# Homemade beach rod holders



## cflong

In some of the pics I am seeing some rod holders that appear to be made out of pvc pipe. Are they just pvc with a pointed end or do they have a stake on them. Want to get some made before I head that way, but not exactly sure and thought someone might give me an idea.

Thanks,

Chuck


----------



## Charlie2

*Sand Spikes*

You can make them from PVC with a pointed end or do some rather elaborate things to construct spikes. Do a Google on Sand Spike and you'll find some ideas. They can also be purchased. JMHO C2


----------



## PompChaser315

You dont even need the end to be pointed for them to work. Just use some regular ole thick walled pvc pipe cut to the length you want and use a rubber mallet to pound in the sand..


----------



## NoMoSurf

I made some a few years ago from 2" PVC pipe. I cut them about 3-3.5ft long with about a 4" slant on one end. I then crudely sharpened that point to cut into the sand better. On the top end you can do three things:
1 leave it alone, but has rough/sharp edges.
2 take file and round edges smooth
3 Heat PVC over flame (such as propane fryer/boiler) and force over something like a wine bottle to flare edge. Dont put PVC into flame or it will burn. Do not use flimsy glass bottle (like beer) or it will shatter from pressure exerted. Sometimes it takes 2 or 3 heatings to get it right. Then finish off with file. Watch out, it gets HOT!

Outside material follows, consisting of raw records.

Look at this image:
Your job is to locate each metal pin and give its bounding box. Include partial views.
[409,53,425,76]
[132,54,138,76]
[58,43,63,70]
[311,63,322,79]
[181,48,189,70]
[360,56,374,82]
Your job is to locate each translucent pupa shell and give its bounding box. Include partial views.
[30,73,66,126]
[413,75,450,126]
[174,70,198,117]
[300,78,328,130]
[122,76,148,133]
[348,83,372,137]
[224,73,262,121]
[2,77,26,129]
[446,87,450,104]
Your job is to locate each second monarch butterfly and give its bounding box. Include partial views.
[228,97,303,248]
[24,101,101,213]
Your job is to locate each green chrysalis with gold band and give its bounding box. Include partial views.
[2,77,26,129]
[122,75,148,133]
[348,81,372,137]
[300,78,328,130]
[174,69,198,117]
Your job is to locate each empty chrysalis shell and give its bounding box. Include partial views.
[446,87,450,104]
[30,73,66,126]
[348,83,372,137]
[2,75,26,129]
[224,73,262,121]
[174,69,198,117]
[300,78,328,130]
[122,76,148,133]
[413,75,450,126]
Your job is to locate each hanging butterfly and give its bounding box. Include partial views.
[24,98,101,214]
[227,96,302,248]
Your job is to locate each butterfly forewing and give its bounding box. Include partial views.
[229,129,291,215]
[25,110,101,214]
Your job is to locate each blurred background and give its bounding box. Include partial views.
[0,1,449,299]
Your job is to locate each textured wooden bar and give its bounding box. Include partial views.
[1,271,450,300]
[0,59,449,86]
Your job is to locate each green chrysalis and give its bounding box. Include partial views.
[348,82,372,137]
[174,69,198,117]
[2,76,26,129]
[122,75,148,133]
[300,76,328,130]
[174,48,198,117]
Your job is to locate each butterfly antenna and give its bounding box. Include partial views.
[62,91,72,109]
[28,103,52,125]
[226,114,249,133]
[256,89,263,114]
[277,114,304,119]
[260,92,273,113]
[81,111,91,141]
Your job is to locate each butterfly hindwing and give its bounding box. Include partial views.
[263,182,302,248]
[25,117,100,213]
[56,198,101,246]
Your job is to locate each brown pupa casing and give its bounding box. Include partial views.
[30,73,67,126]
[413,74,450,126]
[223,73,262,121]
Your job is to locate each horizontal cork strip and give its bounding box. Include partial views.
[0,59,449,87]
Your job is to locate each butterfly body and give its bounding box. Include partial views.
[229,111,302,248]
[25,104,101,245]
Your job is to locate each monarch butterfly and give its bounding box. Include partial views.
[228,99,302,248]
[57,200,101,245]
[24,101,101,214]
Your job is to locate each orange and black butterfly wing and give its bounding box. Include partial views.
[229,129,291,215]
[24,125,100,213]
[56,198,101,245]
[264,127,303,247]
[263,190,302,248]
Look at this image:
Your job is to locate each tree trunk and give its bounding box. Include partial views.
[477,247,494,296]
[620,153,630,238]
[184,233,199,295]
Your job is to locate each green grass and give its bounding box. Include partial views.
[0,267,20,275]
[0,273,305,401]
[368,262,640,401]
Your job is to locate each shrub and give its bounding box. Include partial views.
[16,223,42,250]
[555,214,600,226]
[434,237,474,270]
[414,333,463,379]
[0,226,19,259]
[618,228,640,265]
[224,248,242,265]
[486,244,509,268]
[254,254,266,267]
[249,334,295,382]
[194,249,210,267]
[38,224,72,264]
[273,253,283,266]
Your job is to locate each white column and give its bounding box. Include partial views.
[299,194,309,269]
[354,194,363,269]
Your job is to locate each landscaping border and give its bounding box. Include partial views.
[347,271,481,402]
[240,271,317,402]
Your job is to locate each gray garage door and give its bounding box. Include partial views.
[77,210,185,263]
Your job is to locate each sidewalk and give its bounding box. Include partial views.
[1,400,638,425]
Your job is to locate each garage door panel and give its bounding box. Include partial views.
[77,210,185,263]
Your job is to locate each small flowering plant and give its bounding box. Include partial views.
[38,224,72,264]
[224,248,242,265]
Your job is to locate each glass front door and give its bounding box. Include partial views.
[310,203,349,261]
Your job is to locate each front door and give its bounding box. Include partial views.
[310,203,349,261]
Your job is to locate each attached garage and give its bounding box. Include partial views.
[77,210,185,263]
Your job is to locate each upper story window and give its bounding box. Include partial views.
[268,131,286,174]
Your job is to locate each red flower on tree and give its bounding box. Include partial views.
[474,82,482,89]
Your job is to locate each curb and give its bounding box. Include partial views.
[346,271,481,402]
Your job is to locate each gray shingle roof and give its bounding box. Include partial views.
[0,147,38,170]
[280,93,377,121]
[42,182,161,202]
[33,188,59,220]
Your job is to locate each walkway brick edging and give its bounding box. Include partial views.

I also made some about 18 inches lonf with a 2ft section of angle iron bolted to it. They work well in dirt at the river, but not so well for the sand. A nice fish can pull one rather loose before you can get to it. You could easily end up with a rod running through the sand. It might work better if angle iron spike was longer. Dunno, I stopped surf fishing about the time I made the iron ones... Bought a boat.


----------



## Charlie2

*Sand Spikes*



FUPAGUNT said:


> You dont even need the end to be pointed for them to work. * Just use some regular ole thick walled pvc pipe cut to the length you want and use a rubber mallet to pound in the sand..*




Don't you know that pounding on PVC with a rubber mallet scares the fish away?  C2


----------



## southern yakker

I would worry about making it fancy just cut a poiny on on end and push it into the ground.if you want to go fancy it would be a lot easier to buy one for like five bucks and nit have to worry about filing it down and heating it up.


----------



## cflong

Thanks guys, simple works for me. Got some old pvc in the garage, and just going to cut that. Thought about putting rebar stake, but did think it would hold in sand. May attach some of the 1/4" electric fence posts that I use for tomato stakes to them, with duct tape of course. Thanks again.

Chuck


----------



## baldona523

I make mine 4-5 ft plus long. It is nice to have longer ones so I can use my 7ft inshore rods on calm days and that allows plenty of space for people to walk underneath the lines. 

I just take 8 and 10 ft PVC from the store and cut them at 45 angle in half. Boom, 2 spikes for like $3.50 total. I have found that if you put a slight angle on the top where your reel sits will keep the rod and reel facing the surf, as opposed to keeping it flat.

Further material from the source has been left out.